Proposed Bills Would Affect Title IX Process


JEFFERSON CITY, Mo — Two bills — one in the House, one in the Senate — are proposing changes for Title IX rules for those accused of sex crimes on campuses around the state.

Title IX rules are in place to offer resources for a number of issues including sexual assault. Senate Bill 259 and House Bill 573 are essentially the same bill. One lawmaker who sponsors it thinks this would be providing more of a fair shake to those who are accused of sex crimes. 

Senator Gary Romine is sponsoring Senate Bill 259, and he feels that as the rules are now, defendants in sex crimes on campuses are not given a fair shake.  

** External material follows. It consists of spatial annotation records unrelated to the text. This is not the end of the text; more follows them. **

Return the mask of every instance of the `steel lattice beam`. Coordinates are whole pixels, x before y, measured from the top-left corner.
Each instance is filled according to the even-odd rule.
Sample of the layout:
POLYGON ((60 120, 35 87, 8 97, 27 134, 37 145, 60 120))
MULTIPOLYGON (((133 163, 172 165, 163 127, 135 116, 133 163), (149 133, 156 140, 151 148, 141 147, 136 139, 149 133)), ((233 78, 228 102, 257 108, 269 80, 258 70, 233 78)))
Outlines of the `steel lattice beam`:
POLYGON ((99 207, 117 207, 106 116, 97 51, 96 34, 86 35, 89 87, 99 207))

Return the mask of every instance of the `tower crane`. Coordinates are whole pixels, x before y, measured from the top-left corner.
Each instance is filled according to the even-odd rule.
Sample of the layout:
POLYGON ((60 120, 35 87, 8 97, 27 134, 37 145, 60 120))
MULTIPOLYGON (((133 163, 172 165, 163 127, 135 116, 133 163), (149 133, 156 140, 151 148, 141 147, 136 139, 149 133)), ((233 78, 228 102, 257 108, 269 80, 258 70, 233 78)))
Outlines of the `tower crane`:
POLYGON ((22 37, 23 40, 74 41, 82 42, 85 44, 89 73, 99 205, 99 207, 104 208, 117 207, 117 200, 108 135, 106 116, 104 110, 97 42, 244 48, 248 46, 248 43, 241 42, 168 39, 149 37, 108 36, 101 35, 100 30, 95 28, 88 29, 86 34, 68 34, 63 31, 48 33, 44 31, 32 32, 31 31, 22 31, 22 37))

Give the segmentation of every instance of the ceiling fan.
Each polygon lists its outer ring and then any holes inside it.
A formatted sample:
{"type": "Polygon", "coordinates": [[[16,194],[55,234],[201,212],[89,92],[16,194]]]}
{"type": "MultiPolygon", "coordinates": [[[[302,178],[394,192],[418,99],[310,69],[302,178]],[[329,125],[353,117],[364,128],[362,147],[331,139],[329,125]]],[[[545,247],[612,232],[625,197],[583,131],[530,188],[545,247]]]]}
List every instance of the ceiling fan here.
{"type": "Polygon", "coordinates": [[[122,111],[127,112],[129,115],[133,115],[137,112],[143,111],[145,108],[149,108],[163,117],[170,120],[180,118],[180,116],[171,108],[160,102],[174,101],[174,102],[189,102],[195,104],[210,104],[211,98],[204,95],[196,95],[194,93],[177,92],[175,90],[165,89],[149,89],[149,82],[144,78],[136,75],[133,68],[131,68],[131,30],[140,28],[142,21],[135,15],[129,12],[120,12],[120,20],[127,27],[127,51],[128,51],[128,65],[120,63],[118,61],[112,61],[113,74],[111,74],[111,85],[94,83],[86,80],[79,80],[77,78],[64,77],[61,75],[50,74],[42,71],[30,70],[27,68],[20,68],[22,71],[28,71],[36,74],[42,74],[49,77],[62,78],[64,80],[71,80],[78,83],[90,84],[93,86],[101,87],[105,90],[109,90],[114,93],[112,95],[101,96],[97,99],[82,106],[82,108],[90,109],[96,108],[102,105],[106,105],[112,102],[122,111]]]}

“The whole title IX issue is about protecting the integrity of both parties, and I think that needs to be protected, and this is a very important program, but there are going to be times when there needs to be an appeal process when the accused has been given a suspension or removed from the campus. They need to have an opportunity for a quick appeal, and this bill is going to facilitate that,” says Romine.  

He says the bill is meant to bring balance between the accuser and the accused. 

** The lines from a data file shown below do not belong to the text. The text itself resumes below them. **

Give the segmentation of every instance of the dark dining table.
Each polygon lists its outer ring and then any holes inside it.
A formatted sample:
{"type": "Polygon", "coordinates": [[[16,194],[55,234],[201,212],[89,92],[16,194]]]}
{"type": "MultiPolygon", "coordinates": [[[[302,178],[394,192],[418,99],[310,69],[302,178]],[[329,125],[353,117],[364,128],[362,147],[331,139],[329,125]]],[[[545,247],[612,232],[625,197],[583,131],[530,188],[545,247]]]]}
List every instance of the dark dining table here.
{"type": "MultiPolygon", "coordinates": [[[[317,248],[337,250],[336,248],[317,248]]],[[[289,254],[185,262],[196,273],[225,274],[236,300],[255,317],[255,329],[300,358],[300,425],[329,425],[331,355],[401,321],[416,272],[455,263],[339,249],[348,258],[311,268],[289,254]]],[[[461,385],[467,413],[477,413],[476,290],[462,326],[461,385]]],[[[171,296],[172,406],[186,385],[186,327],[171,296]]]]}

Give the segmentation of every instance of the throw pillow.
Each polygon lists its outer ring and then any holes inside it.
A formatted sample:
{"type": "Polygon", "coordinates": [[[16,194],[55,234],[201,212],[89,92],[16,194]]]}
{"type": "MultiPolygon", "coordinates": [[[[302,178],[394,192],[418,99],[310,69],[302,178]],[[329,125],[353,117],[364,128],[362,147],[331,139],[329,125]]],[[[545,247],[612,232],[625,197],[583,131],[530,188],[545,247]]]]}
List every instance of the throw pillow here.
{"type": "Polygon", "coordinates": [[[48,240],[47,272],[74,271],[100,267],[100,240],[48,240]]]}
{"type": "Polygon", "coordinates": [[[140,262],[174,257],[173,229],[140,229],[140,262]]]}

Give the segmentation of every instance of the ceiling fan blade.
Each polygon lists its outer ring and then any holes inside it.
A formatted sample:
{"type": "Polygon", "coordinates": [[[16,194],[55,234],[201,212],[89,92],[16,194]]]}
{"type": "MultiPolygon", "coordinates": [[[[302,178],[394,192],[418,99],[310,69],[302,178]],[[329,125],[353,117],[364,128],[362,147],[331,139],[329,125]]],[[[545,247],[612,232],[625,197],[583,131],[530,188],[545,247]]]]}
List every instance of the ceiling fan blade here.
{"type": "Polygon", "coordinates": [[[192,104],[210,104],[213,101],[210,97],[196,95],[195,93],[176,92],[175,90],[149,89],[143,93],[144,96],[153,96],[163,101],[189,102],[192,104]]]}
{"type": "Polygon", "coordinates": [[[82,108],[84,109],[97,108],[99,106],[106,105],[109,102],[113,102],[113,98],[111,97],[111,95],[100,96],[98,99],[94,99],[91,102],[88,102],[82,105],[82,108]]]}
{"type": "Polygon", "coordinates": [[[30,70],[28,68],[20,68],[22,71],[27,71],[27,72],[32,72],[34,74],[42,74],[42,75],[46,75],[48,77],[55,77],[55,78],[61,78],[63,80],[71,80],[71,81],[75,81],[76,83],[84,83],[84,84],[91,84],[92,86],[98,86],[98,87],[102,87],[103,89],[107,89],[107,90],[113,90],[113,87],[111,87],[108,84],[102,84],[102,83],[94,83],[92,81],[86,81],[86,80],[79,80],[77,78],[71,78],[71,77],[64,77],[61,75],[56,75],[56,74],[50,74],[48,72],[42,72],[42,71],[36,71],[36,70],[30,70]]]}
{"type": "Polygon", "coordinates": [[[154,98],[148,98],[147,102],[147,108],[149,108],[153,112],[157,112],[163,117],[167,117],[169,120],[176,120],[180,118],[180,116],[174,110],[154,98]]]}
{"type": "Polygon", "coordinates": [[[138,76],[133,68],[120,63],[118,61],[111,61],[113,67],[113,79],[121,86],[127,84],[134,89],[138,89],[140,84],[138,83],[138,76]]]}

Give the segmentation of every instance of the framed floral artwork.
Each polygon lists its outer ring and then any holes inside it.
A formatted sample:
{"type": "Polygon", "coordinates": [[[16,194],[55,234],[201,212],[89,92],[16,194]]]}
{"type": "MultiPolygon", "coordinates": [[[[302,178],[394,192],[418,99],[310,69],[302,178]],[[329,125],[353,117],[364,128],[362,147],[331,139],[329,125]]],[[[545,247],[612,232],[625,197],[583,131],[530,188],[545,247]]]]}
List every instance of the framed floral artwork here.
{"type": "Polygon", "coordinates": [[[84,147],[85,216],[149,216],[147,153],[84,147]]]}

Missouri State’s Title IX Coordinator Jill Patterson says the concept of balance and fairness is not a new concept for them.

“One of the most critically important parts of Title IX is that we be fair and supportive to both parties. That’s not a new conversation. That has been a part of Title IX all along, and is currently a part of the guidance from the federal government,” says Patterson. 

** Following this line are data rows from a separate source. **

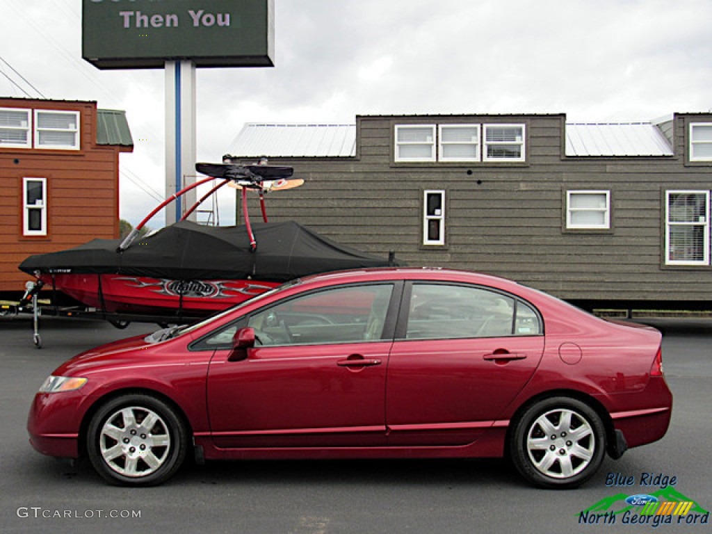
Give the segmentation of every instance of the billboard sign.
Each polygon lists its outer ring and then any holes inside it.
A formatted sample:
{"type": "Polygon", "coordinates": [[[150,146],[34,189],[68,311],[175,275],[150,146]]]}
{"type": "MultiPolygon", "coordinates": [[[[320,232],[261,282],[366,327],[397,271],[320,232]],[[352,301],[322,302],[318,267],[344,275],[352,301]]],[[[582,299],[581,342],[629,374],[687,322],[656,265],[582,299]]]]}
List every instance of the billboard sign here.
{"type": "Polygon", "coordinates": [[[98,68],[274,66],[274,0],[83,0],[82,57],[98,68]]]}

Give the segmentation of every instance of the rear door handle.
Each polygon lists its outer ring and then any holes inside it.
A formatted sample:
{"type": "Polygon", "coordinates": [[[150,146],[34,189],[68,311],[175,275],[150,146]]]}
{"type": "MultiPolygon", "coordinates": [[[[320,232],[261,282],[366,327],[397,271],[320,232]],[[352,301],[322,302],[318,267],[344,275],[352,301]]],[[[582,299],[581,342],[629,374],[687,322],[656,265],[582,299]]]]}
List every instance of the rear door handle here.
{"type": "Polygon", "coordinates": [[[524,352],[510,352],[508,350],[498,349],[482,357],[488,362],[510,362],[513,360],[525,360],[527,355],[524,352]]]}
{"type": "Polygon", "coordinates": [[[367,365],[380,365],[381,360],[377,358],[365,359],[364,357],[352,357],[350,356],[346,360],[340,360],[336,365],[342,367],[363,367],[367,365]]]}

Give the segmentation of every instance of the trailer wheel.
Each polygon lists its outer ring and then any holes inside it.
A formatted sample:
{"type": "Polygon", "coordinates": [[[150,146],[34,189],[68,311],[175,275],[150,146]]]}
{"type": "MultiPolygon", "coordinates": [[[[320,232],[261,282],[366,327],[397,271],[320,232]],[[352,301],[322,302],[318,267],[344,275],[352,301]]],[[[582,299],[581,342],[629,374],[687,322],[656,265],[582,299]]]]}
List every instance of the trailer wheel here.
{"type": "Polygon", "coordinates": [[[110,323],[115,328],[118,328],[120,330],[124,330],[126,327],[131,324],[130,321],[122,321],[115,319],[109,319],[109,323],[110,323]]]}

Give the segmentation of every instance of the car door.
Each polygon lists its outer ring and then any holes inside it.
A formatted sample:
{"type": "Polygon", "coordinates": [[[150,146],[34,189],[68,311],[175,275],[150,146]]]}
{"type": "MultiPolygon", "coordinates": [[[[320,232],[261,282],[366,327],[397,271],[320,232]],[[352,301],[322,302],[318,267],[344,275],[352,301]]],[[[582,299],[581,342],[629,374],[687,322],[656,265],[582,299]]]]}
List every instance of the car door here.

While campuses receive guidance from the government, Title IX departments are not a governement law entity. Rather, they operate within the campus, and their investigations can result in the accused student being kicked off campus. 

Criminal Defense Attorney Dee Wampler believes these bills would level the playing field for both parties. 

“These bills would allow cross-examination, and allow different items of physical evidence in, and it would be a lot more fair if you will, in allowing the accused person due process of law,” says Wampler.  

Patterson says Title IX is not there take sides.  

“We’re here for both parties. Not just for people who feel victimized, but people who are accused as well,” says Patterson. 

These bills would allow accused students to have an appeal hearing in front of the state’s administrative hearing commission.

U.S. Education Secretary Betsy Devos has proposed legislation that would make it tougher to convict someone of a sex crime.

Those proposals are at the federal level, but Sen. Romine says Missouri should get out in front and establish their rules first.